The management team's job primarily is to maintain the common areas and administer the strata titles. They have their hands full, taking care of defects, cleanliness, security and the smooth running of the condo, and also taking care of the accounts and money of the condo. To keep cost down, the team is kept at the minimal.
Disputes between neighbours are personal matters between them, the management would be wise not to get involved in the feud. Anyway the management team has no clout, and are looked upon as slaves by the residents. The most helpful thing they can do is to provide the warring parties the address of an arbitrator.![]()
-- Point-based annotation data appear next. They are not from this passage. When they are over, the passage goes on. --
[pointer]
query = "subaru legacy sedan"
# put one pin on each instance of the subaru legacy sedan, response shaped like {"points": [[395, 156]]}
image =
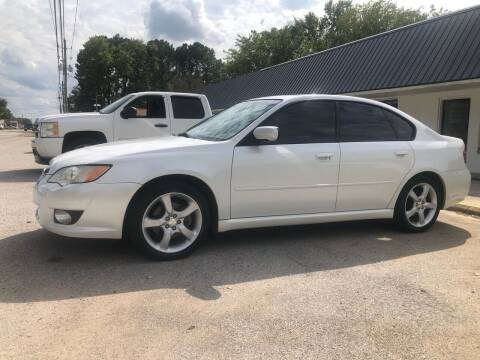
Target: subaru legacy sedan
{"points": [[274, 161]]}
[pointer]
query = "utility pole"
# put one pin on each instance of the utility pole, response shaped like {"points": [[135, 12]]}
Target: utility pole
{"points": [[65, 91]]}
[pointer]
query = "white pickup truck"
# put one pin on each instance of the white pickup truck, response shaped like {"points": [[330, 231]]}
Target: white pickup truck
{"points": [[136, 115]]}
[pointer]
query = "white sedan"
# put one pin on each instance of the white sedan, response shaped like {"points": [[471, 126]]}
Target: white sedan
{"points": [[282, 160]]}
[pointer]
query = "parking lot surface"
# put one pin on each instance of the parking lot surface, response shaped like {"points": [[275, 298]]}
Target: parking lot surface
{"points": [[334, 291]]}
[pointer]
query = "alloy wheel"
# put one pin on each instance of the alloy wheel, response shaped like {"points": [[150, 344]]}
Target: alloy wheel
{"points": [[172, 222], [421, 204]]}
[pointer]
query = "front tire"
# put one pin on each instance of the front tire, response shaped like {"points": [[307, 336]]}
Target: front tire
{"points": [[168, 221], [418, 205]]}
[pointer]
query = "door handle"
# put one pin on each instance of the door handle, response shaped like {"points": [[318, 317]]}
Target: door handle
{"points": [[324, 156]]}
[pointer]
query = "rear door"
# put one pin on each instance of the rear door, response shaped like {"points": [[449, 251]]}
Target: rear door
{"points": [[375, 155], [151, 120], [297, 174]]}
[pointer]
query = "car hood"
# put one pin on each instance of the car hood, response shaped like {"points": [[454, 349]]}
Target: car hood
{"points": [[133, 150]]}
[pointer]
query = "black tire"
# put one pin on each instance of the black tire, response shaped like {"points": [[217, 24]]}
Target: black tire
{"points": [[80, 143], [134, 219], [400, 213]]}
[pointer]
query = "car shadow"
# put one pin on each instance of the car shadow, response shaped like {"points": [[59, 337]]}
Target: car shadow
{"points": [[39, 266], [21, 175]]}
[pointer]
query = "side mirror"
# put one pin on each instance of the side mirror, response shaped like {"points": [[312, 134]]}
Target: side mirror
{"points": [[267, 133], [128, 112]]}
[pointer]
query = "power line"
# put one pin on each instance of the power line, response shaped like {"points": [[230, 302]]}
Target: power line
{"points": [[58, 54], [73, 33]]}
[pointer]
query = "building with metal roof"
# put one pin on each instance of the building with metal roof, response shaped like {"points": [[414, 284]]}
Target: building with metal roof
{"points": [[429, 69]]}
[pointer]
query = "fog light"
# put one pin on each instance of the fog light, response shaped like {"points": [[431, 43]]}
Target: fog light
{"points": [[66, 217], [62, 217]]}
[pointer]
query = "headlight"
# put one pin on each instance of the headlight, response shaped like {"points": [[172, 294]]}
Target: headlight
{"points": [[78, 174], [49, 129]]}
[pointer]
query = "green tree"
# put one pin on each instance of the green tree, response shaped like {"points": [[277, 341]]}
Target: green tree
{"points": [[160, 64], [5, 112], [342, 22], [108, 68], [95, 75]]}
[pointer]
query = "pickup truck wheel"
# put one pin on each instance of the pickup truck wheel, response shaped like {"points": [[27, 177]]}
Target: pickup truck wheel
{"points": [[169, 221], [80, 143]]}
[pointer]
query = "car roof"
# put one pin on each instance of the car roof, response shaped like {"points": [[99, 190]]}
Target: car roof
{"points": [[319, 97], [166, 93]]}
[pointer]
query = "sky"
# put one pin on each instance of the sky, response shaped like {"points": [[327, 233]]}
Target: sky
{"points": [[28, 66]]}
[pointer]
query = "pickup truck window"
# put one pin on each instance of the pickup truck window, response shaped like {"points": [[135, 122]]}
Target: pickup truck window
{"points": [[149, 106], [230, 122], [116, 104], [187, 107]]}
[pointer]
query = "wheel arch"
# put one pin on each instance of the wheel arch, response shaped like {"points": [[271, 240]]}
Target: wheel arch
{"points": [[74, 135], [432, 175], [187, 179]]}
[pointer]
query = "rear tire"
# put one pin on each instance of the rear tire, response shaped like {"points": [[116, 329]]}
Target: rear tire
{"points": [[80, 143], [418, 204], [168, 221]]}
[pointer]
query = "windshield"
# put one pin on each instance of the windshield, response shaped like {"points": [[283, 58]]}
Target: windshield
{"points": [[116, 104], [230, 122]]}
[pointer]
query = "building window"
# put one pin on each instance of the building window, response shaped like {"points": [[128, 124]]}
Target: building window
{"points": [[455, 117], [391, 102]]}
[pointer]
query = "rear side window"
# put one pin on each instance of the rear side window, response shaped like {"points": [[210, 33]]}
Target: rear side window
{"points": [[149, 106], [364, 122], [404, 129], [304, 122], [187, 107]]}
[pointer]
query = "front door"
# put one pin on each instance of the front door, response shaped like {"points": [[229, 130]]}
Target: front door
{"points": [[151, 119], [375, 154], [297, 174]]}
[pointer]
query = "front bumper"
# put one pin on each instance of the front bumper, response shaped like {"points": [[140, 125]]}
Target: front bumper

Originally posted by Micheleow:Yesterday was the mediation session, and during the hearing in front of the magistrate, my husband wanted to offer a quick apology and head off and leave this unpleasant incident behind. However, both husband and wife were constantly shouting and threw ridiculous accusations at my husband - demanding that they wanted $10K compensation, and that we never made noise again. They claimed that we had parties every night until 5am, to which my husband calmly denied. The magistrate had to remind the couple a few times not to interrupt and to not speak to my husband directly. At the end, he asked my husband whether he was willing to offer an apology. My husband was willing to apologize nonetheless because he wanted this whole incident to be forgotten. The magistrate also told my husband that he was liable for the maximum jail time of 1 year and/or $3000 fine. I was waiting for my husband in the car and when he finally joined me, he was shaken. I went into the surbodinate court reception and clarified what happened. The lady at the reception was very kind and went to the magistrate and clarified before returning to me and now said that they have turned and wanted my particulars for mediation. My question is - just because we are not the complianants does not mean we are not the victims. The magistrate only asked my husband to apologize and whether my husband was willing to compensate them $10K. He did not ask the husband who had kicked my husband - a fact presented to the magistrate beforehand whether HE wanted to apologize. Both husband and wife claimed that they were traumatized - by their yelling and threatening - does the magistrate not recognize that traumatized people do not act this way??? Does the magistrate not recognise that this couple are the nuisance??? We do not want any apology and just want to live out our lease in peace. When I say in ..........
Re underlined sentences....
1. You believe you never did wrong... so don't apologize... to do that = guilty be it partial or not. It is after all a court.
2. When they send lawyer letter to you. They incur cost. Ignore the first one let them send you one more then do a response. The more letter they send the more $ they spend.
Tips fer free.
Kind Regards
Genie
Micheleow
I quote from your second paragraph: "At the beginning, neighbour wife send the security over to our home on a daily basis - up to 5 times a day. And I mean EVERY SINGLE DAY. During this tme, we got very upset to the point that we gave our name cards to the security office, because we wanted to call us directly instead of sending security to our home while we were at work. She would constantly come to our home and insulted our guests (children) as they came over or were leaving our home. She constantly spied at our place."
Why did she, in the beginning, send the security over to your house 5 times a day? I find these statements puzzling. Can you say why? You have not told us the reason.
In your third paragraph, you said "Wife will complain about children playing quietly 200 m from her doorstep in mid afternoon, demanding that people do not talk at the lift landing, which is at least 75m from her door in daytime. She has complained against us making noise when there was no one home, and by unbearable noise, means accidentally dropping a remote control - when my baby was learning to crawl and hit his head on the floor - and by my now toddler running across the hall."
My understanding from your statements here and there and putting together the overall picture is that your neighbour complained about you and your family because of noise. Am I correct about that?
Here, I am not placing a judgement of who is right or wrong. Just trying to understand your situation better.